Linked by Thom Holwerda on Fri 4th Jan 2013 18:29 UTC
Google A blog post on the Free Software Foundation Europe site is making the rounds around the web. The blog post, written by Torsten Grote, claims that 'the Android SDK is now proprietary', because upon download, you have to agree to terms and conditions which are clearly not compatible with free and/or open source software. What Grote fails to mention - one, these terms have mostly always been here, and two, they only apply to the SDK binaries. The source is still freely available.
Thread beginning with comment 547323
To read all comments associated with this story, please click here.
Anti-fragmention and properitary
by WorknMan on Fri 4th Jan 2013 21:25 UTC
WorknMan
Member since:
2005-11-13

What I want to know is, why does Google put features like miracast and photosphere on the Nexus 4, and then deny it to their other devices? And if these features are not in the Android sources, then at least part of it is definitely proprietary.

Do I care about this? Well yes, actually I do. Once I found out that 4.2 was supposed to have Miracast, I was ready to plunk down for a Nexus 7, but was disappointed to find out that it's currently only available for Nexus 4. Seems that Google is fragmenting their own devices, for whatever reason.

Reply Score: 3

hackbod Member since:
2006-02-15

The miracast support is all in the platform, however it requires significant support in the hardware and drivers to work -- they need to be able to run both video encoding and decoding at the same time, streaming and composited video from a second buffer rendered along-side the display to the encoder.
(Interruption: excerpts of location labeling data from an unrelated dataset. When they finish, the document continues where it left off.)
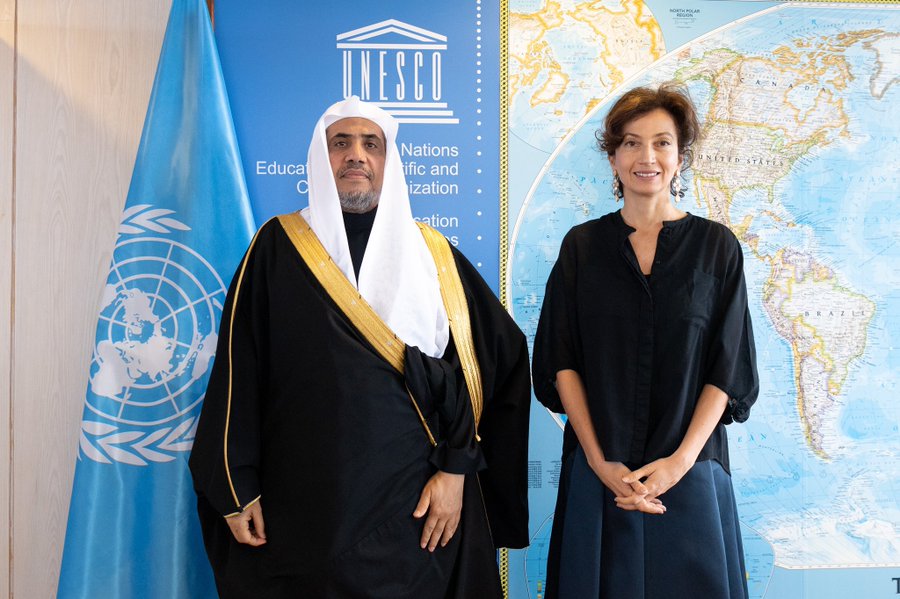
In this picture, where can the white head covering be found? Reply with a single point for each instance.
(397, 277)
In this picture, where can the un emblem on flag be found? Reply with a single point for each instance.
(156, 338)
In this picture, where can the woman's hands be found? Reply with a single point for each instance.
(658, 476)
(631, 496)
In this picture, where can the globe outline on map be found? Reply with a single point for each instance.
(149, 354)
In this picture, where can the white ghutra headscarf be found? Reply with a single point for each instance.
(397, 277)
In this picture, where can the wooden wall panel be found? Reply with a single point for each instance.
(7, 61)
(84, 74)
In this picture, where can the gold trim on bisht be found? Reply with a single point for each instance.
(458, 312)
(237, 292)
(364, 318)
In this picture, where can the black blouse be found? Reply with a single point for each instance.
(646, 346)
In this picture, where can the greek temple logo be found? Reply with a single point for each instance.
(156, 337)
(398, 67)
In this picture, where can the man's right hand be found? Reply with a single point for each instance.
(248, 527)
The photosphere feature is I believe part of Google's proprietary apps (same as Gmail, Google+, etc), not a part of the platform.

Reply Parent Score: 2

hackbod Member since:
2006-02-15

The miracast support is all part of the platform, however it requires specific support from the hardware and drivers: it needs to be able to execute both hardware video decoding and encoding at the same time, and be able to stream a second composited display before through the video encoder. Currently only the Nexus 4 hardware has this support. (For other devices I don't know how much of the limitation is core to the hardware or just lacking in the drivers.)

For stuff like photosphere, I believe this is just part of Google's proprietary application code, like many other things: the Gmail, Google+ and other apps, contacts and calendar sync engines, Google account manager, etc.